O lado artista foi incentivado desde muito cedo pelo pai. Outro artista. Mas, somente em meados dos anos 90, após interromper minha carreira de professora de física, voltei a me interessar em aprender mais sobre arte. Entrei novamente na UFMG, e me formei em artes visuais, especialização em pintura e desenho, nos anos 2005 / 2006.

Acredito que Criatividade é um grande HD, cheio de arquivos, cuidadosamente salvos, por cada um de nós.  E é também, uma análise combinatória bem-feita, utilizando esses arquivos.

Na cozinha, criatividade necessita de estrutura e técnica, que nada mais é que ciência, mas para encantar, há de se ter arte.

Transição para a Gastronomia:

O que a levou a migrar da arte e da ciência para se tornar uma chef de cozinha renomada? Foi uma transição natural ou houve um momento decisivo que despertou sua paixão pela gastronomia?

Minha primeira referência importante na cozinha veio de minha avó materna, vovó Judite. Ela tinha uma maneira muito particular de afagar cada um de nós, netos, filhos, amigos e agregados, através da sua comida, mágica. Nas mesas de lanche aos domingos e de almoços diários, ela fazia o que cada um gostava, do seu jeito. Eram ‘banquetes’ animados e amorosos. Entendi ali, que cozinha era uma linguagem poderosa, nesse caso, de afeto.

No meu primeiro ano sabático, quando minha filha nasceu, comecei a cozinhar com Karen, minha futura sócia por 27 anos, produzindo delícias embalados em potes; geleias, conservas, molhos, patés. 5 anos depois, o sucesso dessa nova empreitada fez com que eu tivesse que decidir entre ser professora de física ou cozinheira.  Optei pela cozinha, mas não abandonei a professora, nem a ciência. Me tornei professora de cozinha.  A ciência só trocou de função.

Herança e Influência Familiar:

De que forma sua origem húngara e as tradições familiares influenciaram sua abordagem culinária e seu estilo na Casa Agnes?

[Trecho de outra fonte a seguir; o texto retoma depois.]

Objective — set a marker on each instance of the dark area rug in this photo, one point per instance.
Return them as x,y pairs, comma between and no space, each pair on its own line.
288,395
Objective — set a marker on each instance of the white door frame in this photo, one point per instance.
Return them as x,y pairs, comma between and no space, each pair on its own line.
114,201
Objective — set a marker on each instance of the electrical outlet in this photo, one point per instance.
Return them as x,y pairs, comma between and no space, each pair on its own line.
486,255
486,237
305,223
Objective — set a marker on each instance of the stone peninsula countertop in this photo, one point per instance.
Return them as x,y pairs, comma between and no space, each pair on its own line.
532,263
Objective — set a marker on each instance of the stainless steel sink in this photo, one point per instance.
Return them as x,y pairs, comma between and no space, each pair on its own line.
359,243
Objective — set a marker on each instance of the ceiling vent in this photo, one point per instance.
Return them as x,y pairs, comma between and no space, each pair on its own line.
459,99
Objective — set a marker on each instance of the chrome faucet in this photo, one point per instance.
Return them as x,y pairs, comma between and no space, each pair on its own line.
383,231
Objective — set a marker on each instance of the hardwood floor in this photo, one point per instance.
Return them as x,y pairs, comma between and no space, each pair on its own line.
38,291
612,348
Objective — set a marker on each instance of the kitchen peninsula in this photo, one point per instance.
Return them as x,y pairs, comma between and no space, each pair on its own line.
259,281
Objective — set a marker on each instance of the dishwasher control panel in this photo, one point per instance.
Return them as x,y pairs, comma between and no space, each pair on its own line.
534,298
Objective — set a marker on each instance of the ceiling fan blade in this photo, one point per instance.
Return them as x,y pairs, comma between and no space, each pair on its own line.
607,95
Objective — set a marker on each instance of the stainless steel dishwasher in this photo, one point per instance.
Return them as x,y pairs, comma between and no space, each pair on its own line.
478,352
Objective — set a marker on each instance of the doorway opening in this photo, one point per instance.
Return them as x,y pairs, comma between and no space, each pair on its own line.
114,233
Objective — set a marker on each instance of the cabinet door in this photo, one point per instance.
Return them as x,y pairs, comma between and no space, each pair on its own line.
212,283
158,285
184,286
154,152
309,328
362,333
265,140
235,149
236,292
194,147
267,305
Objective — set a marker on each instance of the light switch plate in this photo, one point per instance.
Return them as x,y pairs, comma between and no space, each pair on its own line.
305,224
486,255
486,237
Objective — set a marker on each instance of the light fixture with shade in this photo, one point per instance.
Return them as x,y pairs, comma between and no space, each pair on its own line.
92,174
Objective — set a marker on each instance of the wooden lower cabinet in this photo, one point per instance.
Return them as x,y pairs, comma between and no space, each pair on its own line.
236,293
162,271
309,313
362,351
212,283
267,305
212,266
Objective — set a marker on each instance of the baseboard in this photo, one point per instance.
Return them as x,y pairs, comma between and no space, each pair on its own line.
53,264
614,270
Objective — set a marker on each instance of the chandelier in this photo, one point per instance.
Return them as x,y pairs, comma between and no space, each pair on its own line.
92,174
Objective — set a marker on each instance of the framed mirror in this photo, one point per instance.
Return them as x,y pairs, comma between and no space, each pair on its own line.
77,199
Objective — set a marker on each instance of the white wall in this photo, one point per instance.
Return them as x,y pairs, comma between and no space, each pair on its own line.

Minha segunda referência gastronômica impactante, veio da minha primeira viagem para conhecer meus familiares húngaros. A primeira refeição, na casa de minha tia, foi em formato de jantar de degustação, tipicamente francês. Hors d’ouvre, entrada, principal, salada, queijo e sobremesa!!!! Eu tinha 16 anos, já sabia que cozinha era linguagem de afeto e ali aprendi que também podia ser de encantamento, sedução. No final, tudo a mesma coisa, em línguas diferentes. 

Consulado e Representação Cultural:

Como surgiu a oportunidade de se tornar cônsul honorária da Hungria? E como você combina esse papel com sua carreira como chef e empresária?

Meu pai, Istvan Farkasvolgyi, foi o primeiro Cônsul Honorário da Hungria em MG a partir de 1996. Ele faleceu aos 72 anos, em 2005. O convite, para assumir esse honroso lugar, duplamente, veio em 2006.

Naquela época, as possibilidades de intercâmbios nas áreas de meu conhecimento e atuação, todas ligadas a cultura, me pareceu uma bela maneira de honrar a herança de meu pai.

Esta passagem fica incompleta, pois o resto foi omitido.